Die Nazis in der ersten Reihe
Wenn sie zum letzten Mal in München auf der Bühne stehen, um die alten Lieder zu singen, mit denen sie die Herzen ihres Millionenpublikums erobert hatten, wenn die Frauen in Gestalt von Meret Becker und Katja Riemann, von der Kamera umflort, hinaufblicken zu ihren Stars, dann muss ein Schuft sein, wer nicht weint. In München sitzen die Nazis in der ersten Reihe und wollen noch einmal hören, was sie mit dem Ausschluss aus der Reichsmusikkammer zuvor verboten hatten.
Alles beginnt in Joseph Vilsmaiers filmischer Biografie der Gruppe 1927 auf einem Dachboden in Berlin. Der 20-jährige Schauspielschüler Harry Frommermann hatte einen Plan gefasst: Er wollte eine Gesangsgruppe gründen, die so peppig sein sollte wie die "Revellers" in Amerika. Auf eine Zeitungsannonce hin stellte er unter zahlreichen Bewerbern sechs Stimmen zusammen: den Bass Robert Biberti, der später zum Sprecher der "Arier" werden sollte und des erworbenen Besitzes wegen unbedingt in Deutschland bleiben wollte, den staatenlosen, polnischen Opernsänger Roman Cycowski, Erich Collin, der sieben Sprachen beherrschte, den Bulgaren Ari Leschnikoff, dessen heller Tenor der Gruppe das typische Timbre gab. Frommermann wusste, wie viel Aufwand notwendig war, um internationalen Erfolg zu haben, der schlaue Biberti drängte sich als Manager vor.
Rhythmen, Gassenhauer, Frauen und die Politik
Es ist die Geschichte vom Aufstieg des kleinen Mannes, der es schaffen kann. Die erste Hälfte des Films ist voller Rhythmen, voller Gassenhauer: "Mein kleiner grüner Kaktus", "Schöne Isabella von Kastilien". Schnulzen wie "Du bist nicht die Erste, aber meine Letzte, die könntest Du sein" ließen Frauenherzen schmelzen. Und das im Saal ebenso wie hinterher: Man feierte Orgien, schwamm im Geld. Ein Männerfilm – gar keine Frage. Damit die Frauen doch nicht zu kurz kommen, baute Vilsmaier private Kulissengeschichten ein. Frommermann und Biberti streiten sich um das Weib – das ergibt ein etwas holzschnittartiges, kleines Zusatzmelodram.
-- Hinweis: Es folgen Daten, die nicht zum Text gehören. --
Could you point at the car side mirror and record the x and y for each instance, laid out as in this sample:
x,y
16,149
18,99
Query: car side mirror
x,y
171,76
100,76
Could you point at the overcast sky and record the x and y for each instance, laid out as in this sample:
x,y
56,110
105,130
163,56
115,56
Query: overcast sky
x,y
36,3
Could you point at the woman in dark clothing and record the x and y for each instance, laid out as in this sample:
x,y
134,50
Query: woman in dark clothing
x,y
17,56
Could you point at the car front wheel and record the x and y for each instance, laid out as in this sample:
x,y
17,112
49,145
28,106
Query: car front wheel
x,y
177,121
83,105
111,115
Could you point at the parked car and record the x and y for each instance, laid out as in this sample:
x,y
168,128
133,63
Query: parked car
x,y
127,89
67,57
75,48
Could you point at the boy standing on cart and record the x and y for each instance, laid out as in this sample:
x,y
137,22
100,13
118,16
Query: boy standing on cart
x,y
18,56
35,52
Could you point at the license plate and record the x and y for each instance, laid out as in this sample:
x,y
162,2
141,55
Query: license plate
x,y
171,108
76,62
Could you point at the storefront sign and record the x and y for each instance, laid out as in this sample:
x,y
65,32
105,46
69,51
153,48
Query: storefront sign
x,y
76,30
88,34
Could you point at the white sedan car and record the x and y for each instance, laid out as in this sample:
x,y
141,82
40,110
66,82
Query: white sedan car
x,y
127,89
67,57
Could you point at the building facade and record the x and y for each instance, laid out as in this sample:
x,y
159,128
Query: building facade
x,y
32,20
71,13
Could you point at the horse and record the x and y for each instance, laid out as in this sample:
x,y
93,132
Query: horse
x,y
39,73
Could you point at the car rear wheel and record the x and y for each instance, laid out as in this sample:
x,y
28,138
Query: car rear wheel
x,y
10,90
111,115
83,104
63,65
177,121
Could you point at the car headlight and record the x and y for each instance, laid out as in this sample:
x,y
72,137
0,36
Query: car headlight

Die Schauspieler sind allesamt überzeugend und bastelten mit ihren Rollen mächtig an der eigenen Karriere. Der damals weitgehend unbekannte Ulrich Noethen mit einem eleganten Dreißiger-Jahre-Gesicht allen voran, aber auch Ben Becker als gefährlicher Opportunist Biberti, Heinrich Schafmeister als Collin und – ganz große Klasse – Max Tidof als Ari Leschnikoff mit schmalem Bärtchen. Sehenswert ist der Film, der einst über drei Millionen Zuschauer in die Kinos lockte, auch heute noch.